E poiché Claudia ama le feste e i ricevimenti, anche L. un po' vive di mondanità riflessa. Non ancora del tutto sfiorita, condivide la vita di società della giovane nuora, la cui "venuta" anima la corte e rianima la stessa L., che Francesco Maria vorrebbe costringere ad avvizzire nella noia di Casteldurante. Solo che su questa sua "maggior libertà" i cortigiani cominciano a spettegolare. Questo suo assaporare i piaceri della conversazione, degli spettacoli, della musica - per i quali il padre le ha trasmesso passione e intelligenza - è funestato da "maligne invenzioni" di chiacchiere che arrivano "alle orecchie" del duca. Pare L. veda "volentieri" il brillante e spiritoso Uguccione Del Monte, che - già aio e maestro di camera di Federico Ubaldo, già capo dei gentiluomini di corteggio per le sue nozze - è l'unico in grado di rimproverare la disdicevole condotta del principe. Da supporre che L., per suo tramite, tenti di migliorare il figlio. Ridimensionabile, allora, la frequentazione di Uguccione Del Monte - che, figlio di Guidobaldo, sarà nel 1626 erede dello zio cardinale Francesco Maria, morendo però nel medesimo anno - riconducibile alle ansie di madre. E, d'altronde, L. è sollecitata dal figlio stesso, che a Del Monte è affezionato, a frequentarlo. Ma all'irritato duca interessa soltanto troncare le dicerie. Di qui la perentoria ingiunzione a L. di portarsi a Casteldurante. "La duchessa se ne venne a Casteldurante da Urbino et il principe e la principessa se n'andarono a Colbordolo", per poi proseguire l'indomani alla volta di Pesaro, registra gelidamente, l'11 ott. 1621, Francesco Maria II nel Diario.
Non è certo da questo, ma dall'informazione alla corte medicea che sappiamo quanto l'imposto distacco sia stato doloroso: "gran lamentationi", da parte di L., "prima […] della dipartita", non senza accuse ai "traditori" - i cortigiani malignanti - responsabili, con le loro insinuazioni, dell'imposta "separazione" dalle persone amate. E piangenti "dirottamente" queste, "le loro altezze", nel "licenziarsi", mentre L., "nell'esterno" recuperato il controllo, ritornata "composta", fa perfino mostra non le spiaccia "di andar dal marito", di rientrare "nella pristina strettezza" del grigiore di Casteldurante, mentre la nuora è quasi disperata, tale rimanendo "per due giorni di seguito".
Una gioia, per L., la nascita, il 7 febbr. 1622, della nipote Vittoria a Pesaro. Ma, intanto, è sempre più scandalosa la condotta del principe e con lui è sempre più sdegnato il padre. Sta a L. tentare di ristabilire i rapporti tra i due. Perciò - con il pretesto di assistere a una recita a Urbino - vi si reca dal 24 al 26 febbr. 1623, incontrandosi con il figlio che persuade a fare una visita al padre. Ed è merito del prodigarsi trepido di L. se la puntata a Casteldurante, dal 7 al 10 marzo, di Federico Ubaldo non si riduce a uno scontro burrascoso e iroso tra questo - che di sé nel "governo" dà pessima prova - e Francesco Maria, gonfio di collera e d'amarezza. La "gita" da Pesaro a Casteldurante sembra produttiva di "buoni effetti". "Ricevuto e trattato con tenerezza e affetto paterno" il principe, si affretta a scrivere a Luigi Vettori in Firenze, assicurando che "Sua Altezza" è rientrata da Pesaro "molto allegra e soddisfatta" con pensiero di portarsi "spesso" a visitare il duca.

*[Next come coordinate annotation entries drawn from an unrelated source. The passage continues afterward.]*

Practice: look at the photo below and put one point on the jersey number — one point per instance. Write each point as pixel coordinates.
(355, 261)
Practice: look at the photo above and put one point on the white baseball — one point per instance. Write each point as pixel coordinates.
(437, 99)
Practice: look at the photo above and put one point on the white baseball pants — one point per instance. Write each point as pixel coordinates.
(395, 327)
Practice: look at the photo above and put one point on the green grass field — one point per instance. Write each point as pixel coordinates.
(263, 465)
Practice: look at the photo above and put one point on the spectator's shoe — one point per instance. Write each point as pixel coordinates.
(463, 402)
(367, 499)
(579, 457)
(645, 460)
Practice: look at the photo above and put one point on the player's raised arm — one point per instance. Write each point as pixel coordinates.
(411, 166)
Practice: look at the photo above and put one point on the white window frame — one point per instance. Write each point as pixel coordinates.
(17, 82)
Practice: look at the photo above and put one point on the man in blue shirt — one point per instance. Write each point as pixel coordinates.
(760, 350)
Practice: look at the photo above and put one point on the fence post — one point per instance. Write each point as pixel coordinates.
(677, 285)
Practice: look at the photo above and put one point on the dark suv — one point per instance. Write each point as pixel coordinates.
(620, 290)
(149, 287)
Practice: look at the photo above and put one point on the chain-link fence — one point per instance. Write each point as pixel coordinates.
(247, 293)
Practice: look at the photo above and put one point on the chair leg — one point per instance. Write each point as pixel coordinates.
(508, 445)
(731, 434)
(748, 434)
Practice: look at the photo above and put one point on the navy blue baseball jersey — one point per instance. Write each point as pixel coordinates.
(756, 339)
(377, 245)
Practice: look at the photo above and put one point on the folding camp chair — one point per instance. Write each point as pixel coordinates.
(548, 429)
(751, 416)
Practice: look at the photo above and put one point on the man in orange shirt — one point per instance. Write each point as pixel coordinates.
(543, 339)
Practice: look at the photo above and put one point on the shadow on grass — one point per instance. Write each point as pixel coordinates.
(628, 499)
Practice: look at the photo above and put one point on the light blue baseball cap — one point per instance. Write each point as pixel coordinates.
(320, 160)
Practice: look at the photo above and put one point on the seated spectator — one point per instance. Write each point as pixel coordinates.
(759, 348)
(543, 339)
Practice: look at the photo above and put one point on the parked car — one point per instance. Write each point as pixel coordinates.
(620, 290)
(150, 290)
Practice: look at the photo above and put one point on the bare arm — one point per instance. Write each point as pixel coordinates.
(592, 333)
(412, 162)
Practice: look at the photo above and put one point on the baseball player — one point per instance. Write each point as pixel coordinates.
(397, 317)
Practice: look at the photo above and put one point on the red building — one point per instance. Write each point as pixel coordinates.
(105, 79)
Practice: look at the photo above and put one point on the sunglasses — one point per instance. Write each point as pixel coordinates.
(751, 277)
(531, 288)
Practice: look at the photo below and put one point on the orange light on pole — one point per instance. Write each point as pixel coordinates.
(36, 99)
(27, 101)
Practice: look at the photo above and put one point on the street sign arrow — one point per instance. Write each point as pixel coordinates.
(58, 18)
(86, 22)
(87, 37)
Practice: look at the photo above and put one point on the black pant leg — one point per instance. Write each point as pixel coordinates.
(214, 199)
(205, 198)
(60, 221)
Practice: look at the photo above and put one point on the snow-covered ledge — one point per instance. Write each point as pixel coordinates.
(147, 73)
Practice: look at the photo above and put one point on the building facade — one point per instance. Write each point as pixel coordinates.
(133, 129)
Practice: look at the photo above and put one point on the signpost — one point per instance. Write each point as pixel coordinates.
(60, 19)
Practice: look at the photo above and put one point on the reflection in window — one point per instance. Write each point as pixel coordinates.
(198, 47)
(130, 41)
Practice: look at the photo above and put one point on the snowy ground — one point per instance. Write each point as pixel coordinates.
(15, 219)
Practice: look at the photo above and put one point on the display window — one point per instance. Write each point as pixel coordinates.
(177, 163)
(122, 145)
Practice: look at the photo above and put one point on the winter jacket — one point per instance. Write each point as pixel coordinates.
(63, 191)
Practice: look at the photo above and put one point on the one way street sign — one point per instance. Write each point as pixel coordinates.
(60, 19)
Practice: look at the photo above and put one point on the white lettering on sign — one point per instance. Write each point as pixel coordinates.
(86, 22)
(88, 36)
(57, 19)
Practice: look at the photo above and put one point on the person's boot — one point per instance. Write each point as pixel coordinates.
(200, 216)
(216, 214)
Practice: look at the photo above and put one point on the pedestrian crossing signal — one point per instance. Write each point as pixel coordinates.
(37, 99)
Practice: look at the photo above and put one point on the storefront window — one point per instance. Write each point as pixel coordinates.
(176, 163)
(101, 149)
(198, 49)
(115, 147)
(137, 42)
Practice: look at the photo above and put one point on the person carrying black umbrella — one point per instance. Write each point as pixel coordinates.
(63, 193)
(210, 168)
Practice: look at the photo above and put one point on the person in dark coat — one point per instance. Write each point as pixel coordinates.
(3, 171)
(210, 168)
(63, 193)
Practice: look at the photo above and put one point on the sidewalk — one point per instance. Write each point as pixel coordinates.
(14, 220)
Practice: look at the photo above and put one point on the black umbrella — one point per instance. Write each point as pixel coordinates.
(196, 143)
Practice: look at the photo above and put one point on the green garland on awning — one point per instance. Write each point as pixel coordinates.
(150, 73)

Un proposito che Federico Ubaldo non manterrà. E morirà, senza più rivedere il padre e la madre, il 29 giugno, non senza che circoli il sospetto d'una morte provocata.
Chiuso nel silenzio più impenetrabile il duca, mentre L., sconvolta, quasi esce di senno. "Quieto d'animo, come fiacco di corpo" sembra il duca a Lorenzo de' Medici, precipitatosi a confortare la sorella Claudia rimasta così repentinamente vedova. È L. - a giudizio dello stesso - quella che non si dà pace. Insopportabile, per lei, il "sentimento straordinario di sì gran perdita". Come L. stessa si sforza di scrivere alla consuocera, la granduchessa di Toscana Cristina di Lorena, "mi trovo talmente abbattuta da così fiero e inaspettato colpo, che son fuori di me stessa, né spero di trovar rimedio che sia per sollevarmi in parte alcuna da tanta mia disavventura se la misericordiosa mano di Dio […] non mi soccorre". Ed è riversando tutta la sua capacità di premura e d'affetto sulla nipotina che riesce a lenire il dolore.
Ma solo "per un poco di tempo" le è dato di trascorrere la giornata accanto alla piccola. Promessa a Ferdinando II de' Medici, Vittoria è già la "serenissima sposina"; e come tale, in ottobre, deve partire per Firenze, con strazio di L. che alla bimba dona - perché si ricordi della nonna - "una cassetta con due abiti", uno di drappo paonazzo, l'altro "bianco e fiorato".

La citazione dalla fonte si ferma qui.